The two trials revealed Pryce's crusade of revenge against her ex-husband for leaving her for Carina Trimingham, which she discovered in June 2010.
Trimingham later sued Associated Newspapers, publishers of the Daily Mail, for breach of privacy and harassment arguing that in reporting Huhne's affair the paper repeatedly and unnecessarily referred to her sexuality.
Articles described Trimingham as Huhne's "bisexual lover" saying she had relationships with men and women "but generally not at the same time".
The claim was dismissed because the articles were on matters of public interest and information about Trimingham was within the range of what would be regarded as relevant to the story.
Trimingham was "not a purely private figure" and her expectation of privacy was therefore "limited".
The jury in the Pryce trial heard she tried to get the speeding story into the press without exposing herself to prosecution in a bid to "bring down" Huhne.
Pryce attempted to frame Trimingham as the source of the leak about him avoiding speeding points.
Then in November 2010 Pryce attempted to "peddle a false story" to the Mail on Sunday, that Huhne, when he was MEP, had forced one of his constituency aides, Jo White, to take his points. It was untrue and the paper did not publish it.
* * *
CONSTANCE Briscoe, a barrister and the country's leading black judge, acted as an intermediary with the Mail on Sunday.
Briscoe and Pryce had become friends because their children knew each other and they bonded over their broken relationships, the jury was told.
While Huhne had left Pryce, Briscoe's partner of 12 years, Anthony Arlidge QC, then 76, left her for a 25-year-old trainee barrister.

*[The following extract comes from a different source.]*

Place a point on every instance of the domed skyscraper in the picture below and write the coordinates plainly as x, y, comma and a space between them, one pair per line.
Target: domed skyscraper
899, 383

Briscoe was dropped as a "witness of truth" after making a statement saying she had not had any dealings with newspapers, when emails appeared to show she had been in contact with the Mail on Sunday over the points-switch story.

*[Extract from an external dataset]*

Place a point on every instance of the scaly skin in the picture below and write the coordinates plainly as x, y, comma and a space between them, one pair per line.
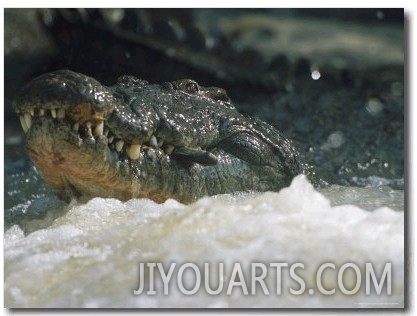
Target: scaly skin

Briscoe was arrested and is currently under investigation on suspicion of lying to police over the speeding allegations.
She has been suspended from the judiciary and has not been charged, but could be prosecuted for perjury or perverting the course of justice.
* * *
IT wasn't only to the Mail on Sunday that Pryce had brought her story.
By March 2011, Pryce was talking to the Sunday Times, confiding to political editor, Isabel Oakeshott, that she had taken Huhne's points.
Pryce's decision to email Oakeshott about the perversion of the course of justice made her the author of her own misfortunes. The collaboration of Oaksehott certainly propelled the narrative.
In the emails, Oakeshott counsels Pryce on the best way to "inflict maximum and perhaps fatal damage" on Chris "without seriously damaging your own reputation in the process" and even suggests "we could have quite a lot of fun doing it".
Oakeshott says she has an interest in helping Pryce because she wants to get the story, but says she is also motivated by a "relationship of trust" that had developed.
Oakeshott insisted that Pryce would have to go on the record for the story to run, but the source was still worried about repercussions.
They hatched a plan to secretly tape record phone conversations with Huhne in the hope he would make an admission. Huhne was suspicious and did not admit to the speeding points fraud.
Without a confession, Pryce had to sign an affidavit confirming her story was true in order to get the information published.
She took that plunge, trusting that her confidentiality agreement would minimise the risk of being prosecuted and allowing her to "nail" Huhne.
In a telling instance of a journalist leading a source up the garden path Oakeshott told Pryce:
"If you go with my advice I don't think you can really lose ... and I wouldn't advice you to do something that was clearly bad for you."